You always have to wonder what goes through a successful artist’s head when they suddenly decide pack up their lives and careers and disappear from the public eye. Sometimes it works out well, as with French primitivist painter Paul Gauguin, whose relocation to Tahiti allowed him to produce the works he is most famous for today. Other times, it merely signals the end of the era, as with John Hughes’s surreptitious disappearance from the filmmaking enterprise once the 90s rolled around. Finally, there are the times when it’s just an excuse for a simple change of pace.
Mike Lindsay’s move to Iceland probably falls under the latter category. Formerly known as the founding member of British experimental folk band Tunng, in 2010, Lindsay took it upon himself to rekindle a love affair first begun with the Nordic nation four years earlier. What has resulted is Cheek Mountain Thief, a solo project produced in collaboration with Icelandic musicians, and an eponymous debut album.

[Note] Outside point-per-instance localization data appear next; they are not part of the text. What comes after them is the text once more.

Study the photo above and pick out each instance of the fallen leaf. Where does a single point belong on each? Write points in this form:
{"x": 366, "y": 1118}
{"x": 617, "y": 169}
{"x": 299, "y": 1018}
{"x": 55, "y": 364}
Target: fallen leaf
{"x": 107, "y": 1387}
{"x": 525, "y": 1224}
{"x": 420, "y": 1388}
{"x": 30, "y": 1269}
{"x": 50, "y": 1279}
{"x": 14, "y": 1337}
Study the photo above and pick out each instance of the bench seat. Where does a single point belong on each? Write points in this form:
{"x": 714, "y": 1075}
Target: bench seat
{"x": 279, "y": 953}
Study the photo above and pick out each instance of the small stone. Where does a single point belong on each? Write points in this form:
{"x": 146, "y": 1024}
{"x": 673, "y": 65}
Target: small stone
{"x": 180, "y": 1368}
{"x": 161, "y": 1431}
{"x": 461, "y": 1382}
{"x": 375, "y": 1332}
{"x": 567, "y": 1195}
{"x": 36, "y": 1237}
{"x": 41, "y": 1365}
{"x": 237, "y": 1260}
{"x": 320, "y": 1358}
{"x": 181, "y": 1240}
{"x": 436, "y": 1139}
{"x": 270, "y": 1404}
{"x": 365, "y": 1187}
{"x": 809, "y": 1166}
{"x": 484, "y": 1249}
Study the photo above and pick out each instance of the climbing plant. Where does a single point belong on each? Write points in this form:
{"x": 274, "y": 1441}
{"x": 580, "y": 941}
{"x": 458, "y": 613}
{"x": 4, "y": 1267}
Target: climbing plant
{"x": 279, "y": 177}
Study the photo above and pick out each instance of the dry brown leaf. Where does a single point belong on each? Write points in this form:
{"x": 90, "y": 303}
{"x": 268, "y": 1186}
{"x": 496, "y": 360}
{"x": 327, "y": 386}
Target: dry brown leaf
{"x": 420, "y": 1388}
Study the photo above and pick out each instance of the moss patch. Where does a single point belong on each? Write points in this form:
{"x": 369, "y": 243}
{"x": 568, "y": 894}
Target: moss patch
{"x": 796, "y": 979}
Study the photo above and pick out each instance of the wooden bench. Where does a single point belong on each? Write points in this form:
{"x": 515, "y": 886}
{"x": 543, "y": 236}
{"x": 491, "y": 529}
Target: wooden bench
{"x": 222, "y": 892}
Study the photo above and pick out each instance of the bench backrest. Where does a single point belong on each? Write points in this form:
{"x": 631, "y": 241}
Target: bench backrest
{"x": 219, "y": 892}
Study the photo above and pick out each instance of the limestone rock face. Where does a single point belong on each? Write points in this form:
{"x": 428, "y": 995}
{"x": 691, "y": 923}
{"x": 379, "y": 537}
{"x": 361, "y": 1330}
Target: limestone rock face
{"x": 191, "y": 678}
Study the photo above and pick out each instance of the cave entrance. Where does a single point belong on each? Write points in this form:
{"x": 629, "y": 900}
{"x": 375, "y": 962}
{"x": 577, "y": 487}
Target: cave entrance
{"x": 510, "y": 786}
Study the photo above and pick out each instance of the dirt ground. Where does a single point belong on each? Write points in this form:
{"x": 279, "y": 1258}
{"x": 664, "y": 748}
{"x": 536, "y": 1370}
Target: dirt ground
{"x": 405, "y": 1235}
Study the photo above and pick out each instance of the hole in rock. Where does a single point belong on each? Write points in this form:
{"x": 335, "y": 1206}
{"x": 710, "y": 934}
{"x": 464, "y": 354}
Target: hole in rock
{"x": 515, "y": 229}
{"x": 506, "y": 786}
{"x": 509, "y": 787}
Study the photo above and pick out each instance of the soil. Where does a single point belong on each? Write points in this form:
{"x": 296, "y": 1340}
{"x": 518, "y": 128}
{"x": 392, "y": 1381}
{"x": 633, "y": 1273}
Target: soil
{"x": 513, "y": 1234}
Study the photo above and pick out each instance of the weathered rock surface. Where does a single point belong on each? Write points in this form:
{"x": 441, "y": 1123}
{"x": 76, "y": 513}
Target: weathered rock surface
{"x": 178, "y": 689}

Considered alongside its description as a homage to Iceland, the album does exactly what you would expect. Lindsay has continued on in the experimental folk genre, but where Tunng leans heavily on the experimental side with obvious electronic influences, CMF is very much folk first. Happy songs are plucky and simple (“Wake Him”) while sad ones are hazy and languid (“Attack”). The whole album is extremely rustic and grassroots, relying heavily on rhythmic acoustic strumming patterns and resonating bass drum backbones (“Cheek Mountain”). There is even a distinct sense of a rural labour environment, with Lindsay having included a sort of workman like chant in “Cheek Mountain” that recalls that of Snow White’s seven dwarves.

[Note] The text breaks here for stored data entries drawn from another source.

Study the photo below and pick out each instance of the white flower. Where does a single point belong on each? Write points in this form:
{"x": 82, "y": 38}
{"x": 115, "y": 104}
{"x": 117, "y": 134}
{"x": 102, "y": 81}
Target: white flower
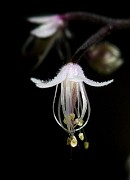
{"x": 73, "y": 101}
{"x": 49, "y": 25}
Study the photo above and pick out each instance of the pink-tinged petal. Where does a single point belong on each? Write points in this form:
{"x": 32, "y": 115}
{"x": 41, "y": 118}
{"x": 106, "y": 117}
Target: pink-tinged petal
{"x": 42, "y": 19}
{"x": 45, "y": 30}
{"x": 96, "y": 84}
{"x": 61, "y": 76}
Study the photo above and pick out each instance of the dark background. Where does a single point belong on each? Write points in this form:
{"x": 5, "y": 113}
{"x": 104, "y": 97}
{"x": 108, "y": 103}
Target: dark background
{"x": 35, "y": 143}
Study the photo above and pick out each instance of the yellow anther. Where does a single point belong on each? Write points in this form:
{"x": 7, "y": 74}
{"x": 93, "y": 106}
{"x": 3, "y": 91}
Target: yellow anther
{"x": 79, "y": 122}
{"x": 73, "y": 141}
{"x": 86, "y": 145}
{"x": 81, "y": 136}
{"x": 72, "y": 116}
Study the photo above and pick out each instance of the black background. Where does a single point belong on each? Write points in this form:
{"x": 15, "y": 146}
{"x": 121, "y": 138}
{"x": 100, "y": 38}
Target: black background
{"x": 35, "y": 144}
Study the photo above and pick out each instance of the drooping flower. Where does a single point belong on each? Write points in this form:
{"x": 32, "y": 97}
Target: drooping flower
{"x": 73, "y": 101}
{"x": 50, "y": 29}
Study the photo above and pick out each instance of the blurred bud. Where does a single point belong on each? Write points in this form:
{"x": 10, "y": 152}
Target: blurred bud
{"x": 105, "y": 58}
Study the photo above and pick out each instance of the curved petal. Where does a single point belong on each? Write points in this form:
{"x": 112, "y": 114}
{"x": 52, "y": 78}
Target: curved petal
{"x": 45, "y": 30}
{"x": 41, "y": 19}
{"x": 46, "y": 84}
{"x": 96, "y": 84}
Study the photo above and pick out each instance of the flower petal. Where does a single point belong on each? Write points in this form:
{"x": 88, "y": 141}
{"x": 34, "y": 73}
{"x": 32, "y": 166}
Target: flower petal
{"x": 42, "y": 19}
{"x": 46, "y": 84}
{"x": 45, "y": 30}
{"x": 96, "y": 84}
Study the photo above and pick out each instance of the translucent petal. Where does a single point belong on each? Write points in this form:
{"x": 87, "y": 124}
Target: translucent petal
{"x": 45, "y": 30}
{"x": 41, "y": 19}
{"x": 46, "y": 84}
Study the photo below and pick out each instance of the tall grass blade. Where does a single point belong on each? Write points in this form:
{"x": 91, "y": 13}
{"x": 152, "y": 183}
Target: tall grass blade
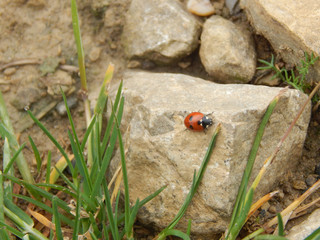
{"x": 251, "y": 159}
{"x": 7, "y": 185}
{"x": 36, "y": 154}
{"x": 15, "y": 156}
{"x": 113, "y": 224}
{"x": 88, "y": 132}
{"x": 53, "y": 140}
{"x": 270, "y": 237}
{"x": 77, "y": 217}
{"x": 111, "y": 118}
{"x": 80, "y": 163}
{"x": 46, "y": 208}
{"x": 3, "y": 234}
{"x": 77, "y": 37}
{"x": 6, "y": 123}
{"x": 280, "y": 225}
{"x": 48, "y": 168}
{"x": 56, "y": 218}
{"x": 108, "y": 154}
{"x": 195, "y": 184}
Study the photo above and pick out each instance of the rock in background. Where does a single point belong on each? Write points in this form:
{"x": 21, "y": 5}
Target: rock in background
{"x": 162, "y": 152}
{"x": 160, "y": 31}
{"x": 292, "y": 27}
{"x": 227, "y": 51}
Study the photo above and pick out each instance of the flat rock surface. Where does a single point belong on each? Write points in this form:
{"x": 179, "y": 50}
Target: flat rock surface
{"x": 162, "y": 152}
{"x": 161, "y": 31}
{"x": 227, "y": 51}
{"x": 292, "y": 27}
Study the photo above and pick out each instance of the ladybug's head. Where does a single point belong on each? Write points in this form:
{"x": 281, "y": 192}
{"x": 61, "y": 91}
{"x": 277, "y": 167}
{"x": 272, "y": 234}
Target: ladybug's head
{"x": 206, "y": 122}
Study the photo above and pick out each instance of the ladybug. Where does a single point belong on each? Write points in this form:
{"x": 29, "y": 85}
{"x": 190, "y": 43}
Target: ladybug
{"x": 197, "y": 121}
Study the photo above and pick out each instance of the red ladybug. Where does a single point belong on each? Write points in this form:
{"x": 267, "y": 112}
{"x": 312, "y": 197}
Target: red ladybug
{"x": 197, "y": 121}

And yet, despite the fact that the album is not hard to listen to, there is something inherently frustrating about it all. It’s almost as if Lindsay has achieved the simplicity he was striving for all too well — in bringing himself both physically and mentally back to basics, Lindsay has stripped too far and the result is too thin. At times, I wished there was something more substantial — more hard-hitting or concrete — in the music for me to grab onto. That being said, Cheek Mountain Thief starts and finishes well. And as far as modern music is concerned, it is the perfect antidote — as authentic and simplistic as the nature that inspired it.